Sayın Özkan, çok güzel bahsettiniz "Biz adil yargılanma hakkı adına bu adli yardımı veriyoruz." dediniz, doğru ama adil yargılanma hakkının gerekleri doğrultusunda bir reform yapılmadığı sürece -belki 3 bin, 5 bin avukatı kurtarmanız söz konusu olacak ama- Türkiye'de adaletin tesisi mümkün olmayacak. Bu vesileyle, bunu özellikle vurgulamak istiyorum. 36'ncı maddesi açısından, adil yargılanma hakkının temel gerekleri açısından -Sayın Özkan hatırlayacaktır, Grup Başkan Vekili bu kez, şapkayı teklif sahibi olarak kullandı ama- Genel Kurulda, hatırlarsanız, 21 Haziran 2021'de bizim Adalet Komisyonu ve Anayasa Komisyonu olarak hazırladığımız "Adil yargılanma gerekleri" başlıklı 12 yasa önerisi karşısında "Biz de destekleyeceğiz." dediniz, hatta ayakta alkışladınız konuşmamı. "O zaman olumlu oy verin." dedim, "Sizin yaptığınız öneriyi biz de dikkate alacağız, destekleyeceğiz." dediniz, bekliyoruz. Bir yıla henüz iki ay var, lütfen bu konuda adım atalım, birlikte adım atalım. Çünkü bunlar inandırıcı adımlar olmuyor ve ben esasen bu düzenlemeyi Anayasa madde 138 ve devamında yer alan yargı bütününe ilişkin maddeler bağlamında çözüm getirmeyen, orada ortaya çıkan sorunları tam tersine derinleştirme riski bulunan adımlar olarak görüyorum.

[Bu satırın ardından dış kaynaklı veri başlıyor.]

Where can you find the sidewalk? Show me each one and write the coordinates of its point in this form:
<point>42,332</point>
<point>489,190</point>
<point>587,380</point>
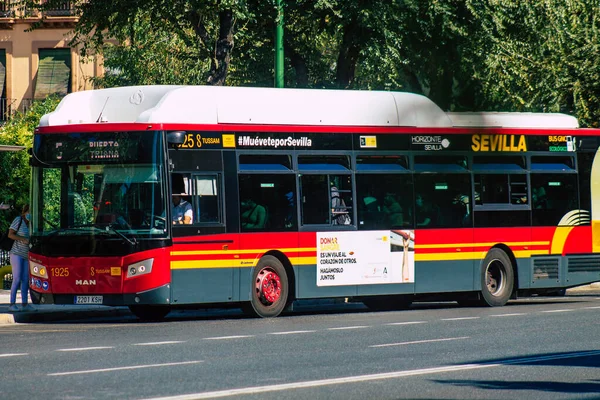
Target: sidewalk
<point>53,312</point>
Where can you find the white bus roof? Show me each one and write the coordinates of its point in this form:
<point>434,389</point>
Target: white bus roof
<point>270,106</point>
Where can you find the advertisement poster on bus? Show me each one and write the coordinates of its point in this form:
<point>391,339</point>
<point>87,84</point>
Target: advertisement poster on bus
<point>365,258</point>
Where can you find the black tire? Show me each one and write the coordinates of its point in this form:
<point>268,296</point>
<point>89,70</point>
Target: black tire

Hatırlayacaksınız Sayın Başkan, iki hafta önce şiddet konusunda burada görüşürken "gerekçe yazmalı" diye bir ibareyi yasaya koymuşlar. Ya "gerekçe yazmalı" konur mu? Anayasa madde 141 açık, o kadar açık ki ben bu kadar açık bir maddeyi bir başka anayasada göremedim. Bütün mahkemelerin her türlü kararları gerekçeli olarak yazılır, başka bir sıfat yok yani bunu güçlendirici başka bir sıfat yok. Ama ben yasaya "Gerekçeli yazılır." kaydını koyarsam o zaman neyi itiraf etmiş oluyorum? Yargıcım Anayasa'nın bu hükmünü yerine getirmiyor, demek ki yerine getirmeyebilir bunu, onu kabullenmiş oluyorum. İşte, bu düzenleme palyatif bir düzenlemedir, bu düzenleme göz boyama düzenlemesidir. Bunu yapmayalım, bunu yapmayalım. Biz, yapacaksak yargı bütününde adil yargılanma hakkı gereklerini güvence altına alıcı düzenlemeler yapalım.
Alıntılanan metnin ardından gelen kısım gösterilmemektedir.